Pour la mise en place d’une enquête en population générale, l’OFDT a défini trois temps : tout d’abord la conception du test lui-même, la rédaction des questions et le travail sur les possibilités d’adapter le questionnaire à différents contextes ; ensuite la définition de l’architecture de l’enquête épidémiologique, l’identification des cibles et des objectifs de résultat ; enfin la validation clinique du test, qui fixe les seuils au-delà desquels les services sanitaires doivent être alertés : c’est la définition de l’entrée dans l’usage problématique.
La réalisation d’un questionnaire de dépistage est une tâche complexe. Trouver les bonnes questions permettant de repérer les "bons" problèmes, les formuler de manière à ce qu’elles n’induisent aucun contresens, travailler sur leur capacité d’adaptation à un contexte – ou à une langue – présente de nombreuses difficultés méthodologiques.
Mais c’est surtout la définition d’un seuil d’entrée dans l’usage problématique qui pose problème. Si l’objectif de l’OFDT est de fournir une grille d’analyse de la population générale à l’attention des cliniciens, il faut veiller à ne pas tomber dans une logique de "recensement" qui viserait à annoncer sans équivoque : "tant de personnes en France sont des usagers problématiques". On imagine l’usage que pourrait faire les médias d’une telle "statistique" !
Au-delà du problème méthodologique, c’est une question d’ordre politique qui se pose : à partir du moment où l’on s’accorde à identifier une partie des usagers comme exposés au risque, que leur propose-t-on ? Les données que nous allons récolter vont-elles servir à estimer les budgets de santé publique dédiés au cannabis ? Ce serait encore accroître l’enjeu qui pèse sur nos questionnaires ! Et que faire des "autres", des usagers situés en dessous du seuil, et pour lesquels on considère que l’usage ne fait pas problème ? Doit-on continuer de les laisser jouer au chat et à la souris avec la police ?

 

QUESTIONS DE LA SALLE

MARIE CHOQUET
Les effets ressentis changent-ils à mesure que l’on consomme ? Les usagers recherchent-ils toujours les mêmes sensations après une utilisation prolongée ?

MICHEL REYNAUD
Les produits changent avec le temps, leurs effets aussi. La forte concentration en THC des produits récemment testés pousse à croire que les usagers peuvent avoir recours à des produits de plus en plus forts. En tout cas il est clair que plus on consomme, plus les risques augmentent.

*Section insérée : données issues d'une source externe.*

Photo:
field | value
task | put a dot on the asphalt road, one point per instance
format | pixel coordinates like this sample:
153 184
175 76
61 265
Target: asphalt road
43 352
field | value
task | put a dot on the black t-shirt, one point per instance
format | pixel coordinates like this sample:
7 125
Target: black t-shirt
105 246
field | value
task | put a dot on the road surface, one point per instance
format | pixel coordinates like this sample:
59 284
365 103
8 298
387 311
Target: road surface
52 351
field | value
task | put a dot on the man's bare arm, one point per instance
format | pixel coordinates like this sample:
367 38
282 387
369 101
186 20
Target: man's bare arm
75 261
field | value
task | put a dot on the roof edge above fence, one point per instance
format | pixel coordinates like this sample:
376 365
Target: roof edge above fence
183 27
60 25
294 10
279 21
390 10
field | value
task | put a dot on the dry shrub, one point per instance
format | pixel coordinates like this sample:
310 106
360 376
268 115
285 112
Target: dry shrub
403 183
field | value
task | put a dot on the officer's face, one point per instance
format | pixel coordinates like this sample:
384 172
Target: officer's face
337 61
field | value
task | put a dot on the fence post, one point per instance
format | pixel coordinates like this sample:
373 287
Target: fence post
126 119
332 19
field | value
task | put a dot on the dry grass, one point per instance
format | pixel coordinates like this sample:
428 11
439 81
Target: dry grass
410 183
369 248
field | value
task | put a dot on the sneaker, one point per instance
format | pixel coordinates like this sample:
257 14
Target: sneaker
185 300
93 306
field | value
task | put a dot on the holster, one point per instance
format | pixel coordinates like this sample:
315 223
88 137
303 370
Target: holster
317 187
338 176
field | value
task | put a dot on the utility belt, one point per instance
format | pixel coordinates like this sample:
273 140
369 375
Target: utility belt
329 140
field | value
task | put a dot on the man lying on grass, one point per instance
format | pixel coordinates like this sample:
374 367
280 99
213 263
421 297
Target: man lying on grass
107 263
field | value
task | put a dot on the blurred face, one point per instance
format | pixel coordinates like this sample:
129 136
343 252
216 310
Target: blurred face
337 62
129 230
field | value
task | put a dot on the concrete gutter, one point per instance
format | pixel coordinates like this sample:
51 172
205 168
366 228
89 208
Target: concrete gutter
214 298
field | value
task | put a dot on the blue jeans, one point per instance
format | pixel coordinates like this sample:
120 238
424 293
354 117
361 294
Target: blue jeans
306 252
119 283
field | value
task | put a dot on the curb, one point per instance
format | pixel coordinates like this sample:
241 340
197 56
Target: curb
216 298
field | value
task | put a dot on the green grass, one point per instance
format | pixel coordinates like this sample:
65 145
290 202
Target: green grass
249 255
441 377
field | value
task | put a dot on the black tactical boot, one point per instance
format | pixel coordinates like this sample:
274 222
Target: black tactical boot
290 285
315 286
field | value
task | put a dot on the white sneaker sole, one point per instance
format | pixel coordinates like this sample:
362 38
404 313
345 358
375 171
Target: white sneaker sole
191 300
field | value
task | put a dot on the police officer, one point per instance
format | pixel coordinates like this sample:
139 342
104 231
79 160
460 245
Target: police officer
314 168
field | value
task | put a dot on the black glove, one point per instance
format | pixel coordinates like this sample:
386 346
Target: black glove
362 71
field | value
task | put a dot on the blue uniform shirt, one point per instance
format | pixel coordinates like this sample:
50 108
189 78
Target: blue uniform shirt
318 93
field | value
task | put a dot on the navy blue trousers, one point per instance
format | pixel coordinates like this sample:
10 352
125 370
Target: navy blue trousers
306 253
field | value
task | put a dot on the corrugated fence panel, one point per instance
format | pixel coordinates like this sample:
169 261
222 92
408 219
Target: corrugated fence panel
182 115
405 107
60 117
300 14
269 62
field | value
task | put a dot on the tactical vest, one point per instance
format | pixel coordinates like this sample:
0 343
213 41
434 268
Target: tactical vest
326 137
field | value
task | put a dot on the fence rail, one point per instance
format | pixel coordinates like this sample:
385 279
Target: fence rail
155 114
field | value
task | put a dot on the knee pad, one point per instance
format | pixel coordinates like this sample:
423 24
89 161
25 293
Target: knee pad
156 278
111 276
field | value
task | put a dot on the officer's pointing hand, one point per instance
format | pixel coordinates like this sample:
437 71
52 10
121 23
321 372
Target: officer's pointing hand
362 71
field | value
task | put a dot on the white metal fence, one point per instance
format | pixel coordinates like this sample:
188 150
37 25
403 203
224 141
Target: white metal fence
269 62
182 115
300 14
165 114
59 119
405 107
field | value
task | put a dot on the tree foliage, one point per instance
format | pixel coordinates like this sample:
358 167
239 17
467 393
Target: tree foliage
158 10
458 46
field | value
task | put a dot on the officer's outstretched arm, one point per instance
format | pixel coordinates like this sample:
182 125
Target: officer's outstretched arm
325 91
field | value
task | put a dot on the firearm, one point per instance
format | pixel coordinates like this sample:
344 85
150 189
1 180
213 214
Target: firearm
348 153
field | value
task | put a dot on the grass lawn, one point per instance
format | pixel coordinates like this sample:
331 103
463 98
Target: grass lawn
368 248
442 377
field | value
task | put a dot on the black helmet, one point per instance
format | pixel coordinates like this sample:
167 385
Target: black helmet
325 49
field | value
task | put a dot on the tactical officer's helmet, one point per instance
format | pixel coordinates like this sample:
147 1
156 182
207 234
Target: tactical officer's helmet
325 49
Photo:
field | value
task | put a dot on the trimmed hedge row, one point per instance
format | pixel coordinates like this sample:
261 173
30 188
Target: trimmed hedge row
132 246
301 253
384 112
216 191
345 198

SABINE VIRATELLE, INFIRMIERE SCOLAIRE
Quelle est la pertinence de ces tests en milieu scolaire, où l’usage n’est que trop facile à identifier, mais où les réponses adaptées font cruellement défaut ?

MICHEL REYNAUD
Ces tests ont été mis au point et diffusés avec la participation de praticiens de terrain, notamment des membres de l’Education nationale, qui étaient demandeurs d’outils pour identifier au plus tôt les usagers à problèmes – sans attendre que ces problèmes n’apparaissent au grand jour. Ces tests leur ont par ailleurs donné des bases de discussion et leur ont fourni des éléments objectifs pour ouvrir le dialogue.